Rabble-Rousers in the New King's Court: Algorithmic Effects on Account Visibility in Pre-X Twitter
New research reveals Twitter's algorithm favored accounts posting agitating content and receiving attention from Elon Musk.
A team of researchers from the University of Washington, including Alexandros Efstratiou, Kayla Duskin, Kate Starbird, and Emma Spiro, have published a peer-reviewed study analyzing algorithmic bias on Twitter during a critical transition period. The paper, 'Rabble-Rousers in the New King's Court: Algorithmic Effects on Account Visibility in Pre-X Twitter,' was accepted at The 20th International AAAI Conference on Web and Social Media (ICWSM 2026). It examines data from user feeds collected after Elon Musk's ownership began but before the platform was rebranded to X, replicating and expanding on prior findings about political exposure.
The core finding challenges a simple political narrative. The research confirms that right-leaning accounts received significantly more exposure in algorithmically curated feeds compared to reverse-chronological ones. However, the analysis reveals this boost was correlated not with ideology itself, but with specific, rewardable behaviors. Accounts that posted more 'agitating' content and, crucially, those that received attention (replies, mentions) from Elon Musk—who was identified as the most central node in the network—gained disproportionate algorithmic reach. This suggests the platform's mechanics incentivized certain types of engagement-driven behavior.
A secondary major finding highlights a shift in verification status value. The study shows that legacy 'verified' accounts, typically belonging to journalists, government officials, and established institutions, received less exposure in the algorithmic feed compared to both non-verified accounts and new Twitter Blue subscribers. This indicates a fundamental recalibration of which voices the platform's central algorithm amplified during this period, with potential implications for the visibility of authoritative sources versus those optimized for platform engagement.

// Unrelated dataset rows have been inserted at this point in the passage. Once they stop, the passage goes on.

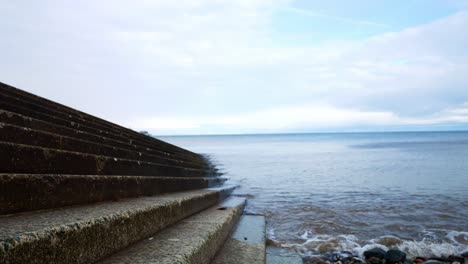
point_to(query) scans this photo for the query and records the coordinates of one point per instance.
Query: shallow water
(334, 192)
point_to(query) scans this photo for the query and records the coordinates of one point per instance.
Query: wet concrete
(84, 234)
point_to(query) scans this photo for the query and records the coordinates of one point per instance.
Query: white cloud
(312, 117)
(215, 66)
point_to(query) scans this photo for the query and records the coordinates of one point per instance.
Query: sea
(336, 192)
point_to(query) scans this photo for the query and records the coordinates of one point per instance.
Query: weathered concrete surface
(75, 132)
(17, 158)
(194, 240)
(28, 192)
(33, 137)
(281, 256)
(84, 234)
(35, 110)
(247, 244)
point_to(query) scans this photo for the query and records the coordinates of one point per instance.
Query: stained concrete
(18, 158)
(28, 192)
(38, 138)
(84, 234)
(246, 245)
(25, 122)
(194, 240)
(40, 109)
(282, 256)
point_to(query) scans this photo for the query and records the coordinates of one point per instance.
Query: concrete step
(194, 240)
(35, 124)
(32, 137)
(21, 109)
(282, 255)
(17, 97)
(28, 192)
(16, 158)
(247, 244)
(85, 234)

- Right-leaning accounts saw more exposure, but the primary driver was behavioral: posting agitating content and receiving engagement from Elon Musk.
- Elon Musk was the most central account in the network studied, and attention from him correlated strongly with increased algorithmic visibility.
- Legacy verified accounts (pre-Musk blue checks) received less algorithmic exposure than both non-verified and new Twitter Blue-subscribed accounts.
Why It Matters
The study provides data-driven evidence that social media algorithms can reward agitation and proximity to power, reshaping public discourse and information ecosystems.